Hey everyone 👋 we’re currently designing a data sync setup between Clay and SeaTable, but we’ve hit a structural limitation: Clay is great for enrichment, but it doesn’t natively support writing data back into an external CRM or database in a true two-way way sync.😅 So our idea is to introduce an Operational Data Store (ODS) in the middle that would: • receive enriched data from Clay via HTTP Actions or Webhooks, • expose that data via REST/SQL for SeaTable to read and write, • and continuously sync updates both ways (enrichment → CRM → re-enrichment). Setup & scale • ~20–30k rows, ~25 fields per record (Accounts, Contacts, Job Matches) • Bidirectional sync: Clay ↔️ ODS ↔️ SeaTable • Continuous enrichment and matching cycles Current plan • ODS: Postgres or Supabase (Postgres-compatible) • API: PostgREST, Hasura, or FastAPI for REST/GraphQL endpoints • Sync logic: idempotent upserts using external_id (CRM), clay_id (Clay) + timestamps for change detection Clay → ODS • Pushes via HTTP Actions/Webhooks • JSON payloads (batch or single) • Deduplication via (source, external_id, payload_hash) ODS → SeaTable • SeaTable reads via REST endpoints (with pagination + updated_since) • Writes back to ODS when changes happen on CRM side What I’d love to hear from others
Has anyone built a similar “sync hub” for Clay at this scale?

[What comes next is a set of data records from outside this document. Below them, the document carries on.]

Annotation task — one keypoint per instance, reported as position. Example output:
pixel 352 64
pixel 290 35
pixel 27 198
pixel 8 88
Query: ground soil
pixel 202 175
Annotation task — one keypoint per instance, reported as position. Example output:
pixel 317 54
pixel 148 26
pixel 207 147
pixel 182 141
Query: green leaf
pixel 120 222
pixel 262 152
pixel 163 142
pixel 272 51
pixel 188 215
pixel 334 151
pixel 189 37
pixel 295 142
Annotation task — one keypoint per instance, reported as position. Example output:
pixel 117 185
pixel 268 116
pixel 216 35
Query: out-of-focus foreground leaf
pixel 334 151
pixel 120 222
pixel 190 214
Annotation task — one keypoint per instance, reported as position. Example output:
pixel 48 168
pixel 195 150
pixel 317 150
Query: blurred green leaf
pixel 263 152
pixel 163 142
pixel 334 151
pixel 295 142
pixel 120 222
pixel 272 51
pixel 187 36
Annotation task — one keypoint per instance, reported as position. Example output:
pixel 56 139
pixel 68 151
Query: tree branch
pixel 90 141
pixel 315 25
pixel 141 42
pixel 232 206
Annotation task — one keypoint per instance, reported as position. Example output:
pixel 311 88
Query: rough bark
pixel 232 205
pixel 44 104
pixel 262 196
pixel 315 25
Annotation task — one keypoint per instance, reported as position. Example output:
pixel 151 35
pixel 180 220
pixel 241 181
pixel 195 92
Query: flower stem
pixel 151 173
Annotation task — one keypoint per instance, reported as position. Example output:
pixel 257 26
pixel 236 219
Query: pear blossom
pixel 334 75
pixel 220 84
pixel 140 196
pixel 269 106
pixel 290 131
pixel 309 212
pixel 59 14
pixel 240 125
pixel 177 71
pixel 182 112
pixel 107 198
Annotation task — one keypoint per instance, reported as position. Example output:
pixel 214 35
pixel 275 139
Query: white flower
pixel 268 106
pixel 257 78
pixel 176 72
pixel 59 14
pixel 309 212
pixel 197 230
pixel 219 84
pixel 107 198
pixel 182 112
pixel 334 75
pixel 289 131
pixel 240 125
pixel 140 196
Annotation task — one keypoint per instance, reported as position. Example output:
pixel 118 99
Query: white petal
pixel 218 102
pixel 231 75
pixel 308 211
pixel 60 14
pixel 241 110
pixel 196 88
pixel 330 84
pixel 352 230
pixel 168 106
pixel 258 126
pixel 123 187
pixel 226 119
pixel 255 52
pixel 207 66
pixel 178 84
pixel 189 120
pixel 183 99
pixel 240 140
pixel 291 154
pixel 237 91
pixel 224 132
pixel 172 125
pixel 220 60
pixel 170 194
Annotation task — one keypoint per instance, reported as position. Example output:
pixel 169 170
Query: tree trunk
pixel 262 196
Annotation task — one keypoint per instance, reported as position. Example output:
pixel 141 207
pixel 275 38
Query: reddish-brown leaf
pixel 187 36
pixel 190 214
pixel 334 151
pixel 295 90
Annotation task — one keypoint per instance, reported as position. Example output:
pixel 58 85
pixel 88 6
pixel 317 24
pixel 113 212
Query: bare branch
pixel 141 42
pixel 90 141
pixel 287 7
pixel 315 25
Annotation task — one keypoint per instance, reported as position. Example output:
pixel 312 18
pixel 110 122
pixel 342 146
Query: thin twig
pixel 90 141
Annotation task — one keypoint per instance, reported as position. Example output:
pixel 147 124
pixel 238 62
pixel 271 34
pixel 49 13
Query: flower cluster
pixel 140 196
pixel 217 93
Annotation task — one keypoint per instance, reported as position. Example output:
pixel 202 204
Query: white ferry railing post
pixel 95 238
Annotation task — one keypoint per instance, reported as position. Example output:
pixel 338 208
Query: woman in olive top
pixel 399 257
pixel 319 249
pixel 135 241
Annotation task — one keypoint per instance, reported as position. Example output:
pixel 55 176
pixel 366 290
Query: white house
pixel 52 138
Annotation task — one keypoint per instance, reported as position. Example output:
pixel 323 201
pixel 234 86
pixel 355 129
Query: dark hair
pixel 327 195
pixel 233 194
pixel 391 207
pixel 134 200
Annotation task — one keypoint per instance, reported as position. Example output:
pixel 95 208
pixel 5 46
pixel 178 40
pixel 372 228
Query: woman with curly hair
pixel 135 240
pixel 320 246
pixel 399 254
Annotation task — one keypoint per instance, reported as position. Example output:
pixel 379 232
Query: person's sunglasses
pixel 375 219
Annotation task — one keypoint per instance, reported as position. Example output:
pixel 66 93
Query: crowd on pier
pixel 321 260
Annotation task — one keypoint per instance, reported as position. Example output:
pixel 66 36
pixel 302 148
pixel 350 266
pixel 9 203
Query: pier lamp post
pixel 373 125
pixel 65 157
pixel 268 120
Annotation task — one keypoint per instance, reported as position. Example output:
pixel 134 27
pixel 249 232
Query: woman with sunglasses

What stack did you use (Postgres + Hasura, Supabase, custom FastAPI)?
Any experience with batch sizes or rate limits for Clay’s HTTP actions?
How do you handle deduping and change detection between systems?
Any pitfalls or lessons learned around SeaTable’s API performance with 30k+ rows?
Would really appreciate examples or best practices — especially around schema design (IDs, timestamps, versioning) or retry logic for failed pushes. Would love to hear how you approached it.